Santa Claus, the North Pole’s most famous resident, didn’t always live within the Arctic Circle. Saint Nicholas, the 4th-century religious figure from whom the myth of Santa Claus is derived, came from Myra, a Roman town in what is now Turkey. But in the mid-1800s, cartoonist Thomas Nast began depicting the saintly character as we know him today: fat, jolly, and with a sack full of toys. Because a flurry of American and European expeditions to the Arctic captured the world’s imagination around the same period, Nast selected the fabled location for Santa’s permanent home.
7. Russia staked its claim to the North Pole with an underwater flag.

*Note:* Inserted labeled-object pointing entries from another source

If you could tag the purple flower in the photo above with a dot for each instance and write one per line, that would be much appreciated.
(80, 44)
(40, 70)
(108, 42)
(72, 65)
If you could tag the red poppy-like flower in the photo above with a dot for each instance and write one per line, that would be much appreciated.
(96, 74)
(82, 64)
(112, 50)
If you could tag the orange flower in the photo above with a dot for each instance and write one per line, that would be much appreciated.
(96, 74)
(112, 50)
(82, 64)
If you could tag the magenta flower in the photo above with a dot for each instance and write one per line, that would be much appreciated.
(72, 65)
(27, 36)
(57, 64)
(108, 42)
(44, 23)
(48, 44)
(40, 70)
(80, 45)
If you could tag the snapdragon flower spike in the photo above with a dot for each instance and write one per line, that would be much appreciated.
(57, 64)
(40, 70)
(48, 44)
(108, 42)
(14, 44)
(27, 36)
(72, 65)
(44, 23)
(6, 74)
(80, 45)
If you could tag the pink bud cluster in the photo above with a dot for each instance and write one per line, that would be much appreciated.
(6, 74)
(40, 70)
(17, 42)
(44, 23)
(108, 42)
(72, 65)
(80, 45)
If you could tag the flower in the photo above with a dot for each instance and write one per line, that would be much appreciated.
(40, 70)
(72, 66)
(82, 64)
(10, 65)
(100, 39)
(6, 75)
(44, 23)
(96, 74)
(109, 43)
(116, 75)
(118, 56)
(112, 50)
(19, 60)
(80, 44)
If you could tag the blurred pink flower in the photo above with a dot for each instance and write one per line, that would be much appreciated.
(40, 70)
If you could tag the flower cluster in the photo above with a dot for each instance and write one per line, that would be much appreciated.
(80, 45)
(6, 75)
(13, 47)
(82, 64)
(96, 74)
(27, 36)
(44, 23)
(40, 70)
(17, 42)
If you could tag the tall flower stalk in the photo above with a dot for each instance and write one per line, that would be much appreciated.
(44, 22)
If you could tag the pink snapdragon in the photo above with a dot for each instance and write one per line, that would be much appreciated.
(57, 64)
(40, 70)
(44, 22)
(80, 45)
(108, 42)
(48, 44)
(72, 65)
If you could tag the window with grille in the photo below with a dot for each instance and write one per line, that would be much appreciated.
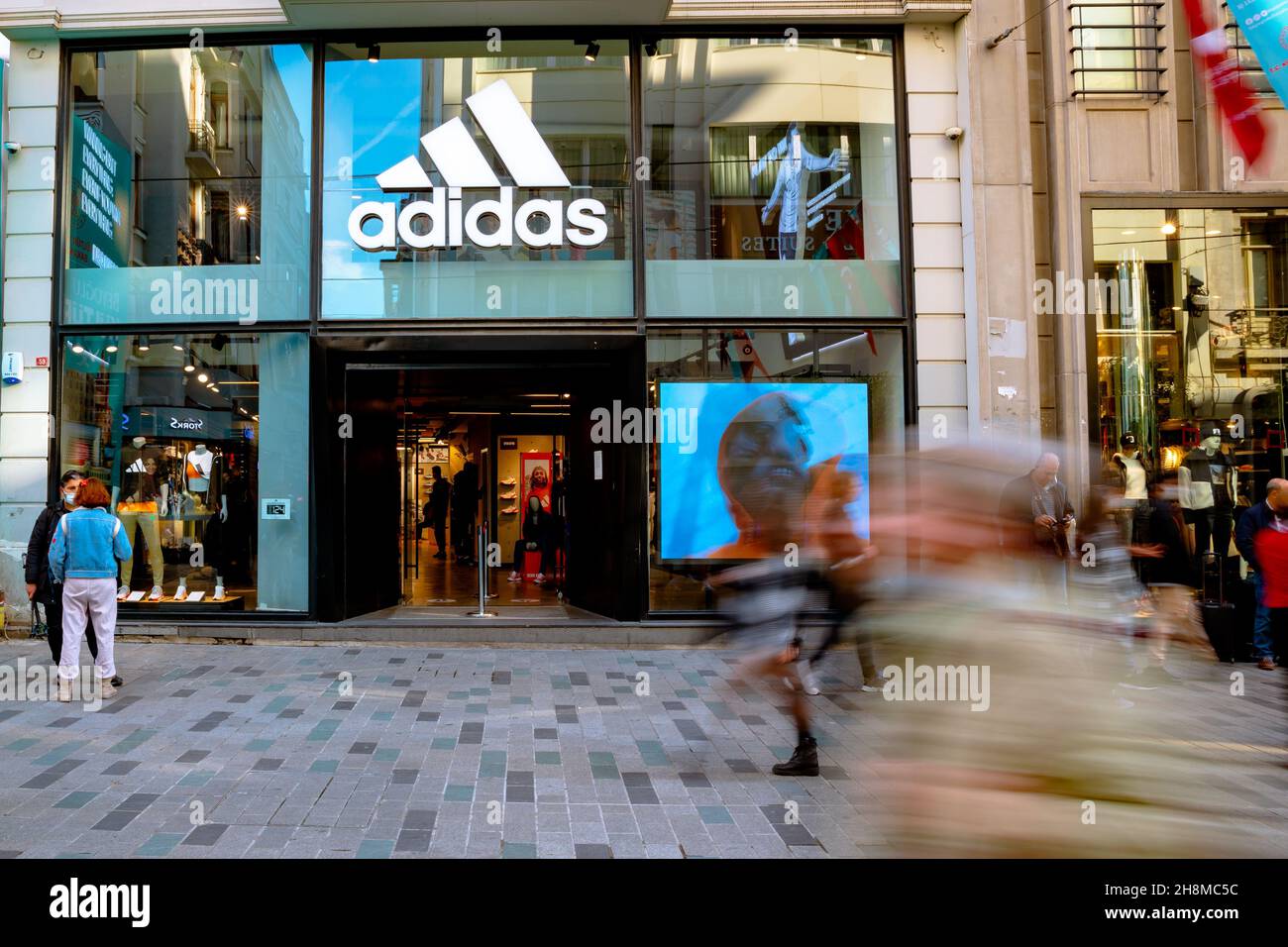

In 2007, two Russian submarines embarked on a record-breaking dive to the seabed of the North Pole, two-and-a-half miles beneath the surface of the Arctic Ocean. But it was oil and gas, not the thrill of exploration, that drove their expedition. On the ocean floor, the submarines planted a 3-foot Russian flag made of corrosion-resistant titanium, staking its claim to what is believed to be almost a quarter of the Earth’s oil and gas reserves underneath. Russia argued that the North Pole is merely an extension of the Lomonosov Ridge, an underwater chain of hills extending from the Russian mainland, and therefore Russian territory. Denmark argued that the ridge is actually an extension of Greenland, and thus Danish territory. While Russia congratulated itself for the move, the rest of the world was not amused. More than a decade on, Russia’s claim to the North Pole’s resources has not been recognized by the United Nations.
8. There aren’t many plants and animals at the North Pole compared to the rest of the Arctic.
Despite the frigid and fluctuating climate, the Arctic is incredibly biodiverse. More than 21,000 species of plants and animals are adapted to the extreme landscapes. But at the North Pole, where there is no land or terrestrial flora and fauna, wildlife is fewer and farther between. Arctic cod, shrimp, and crustaceans live at various depths under the sea ice, while the most common sights above the ice are migrating birds, such as Arctic terns, fulmars, kittiwakes, and snow buntings.
9. A Japanese adventurer rode a motorcycle to the North Pole.
In 1987, Tokyo motorcycle shop owner and racer Shinji Kazama left Canada’s Ward Hunt Island bound for the North Pole on his Yamaha TW200. Kazama and the five members of his support team traveled 1250 miles over sea ice in conditions so extreme that, at times, the motorcycle could only travel 30 feet per hour. It took the adventurer 44 days to reach his destination. Five years later, in 1992, Kazama completed the same feat at the South Pole, becoming the first and only person to have ever reached both poles by motorcycle.
10. The North Pole hosts an annual marathon.
Since 2003, the North Pole has hosted an April marathon for the world’s most extreme athletes. The 26.2-mile race is run on a hard snow and ice track with competitors braving frigid temperatures that, in past years, have dropped as low as -20°F (-29°C). The current record for the fastest time at the FWD North Pole Marathon is held by Irishman Thomas Maguire, who ran the race in three hours and 36 minutes in 2007.
11. The North Pole could be ice-free in summer in less than 30 years.
The Arctic is warming at twice the rate of the rest of the globe. As the climate crisis deepens, scientists expect that within fewer than three decades, sea ice cover will completely disappear in the summer months unless global emissions can be significantly reduced—and quickly. And because what happens at the North Pole impacts the entire Earth, the seasonal disappearance of ice will likely lead to rising sea levels, more severe weather events, and drastic changes in climate and precipitation on all seven continents.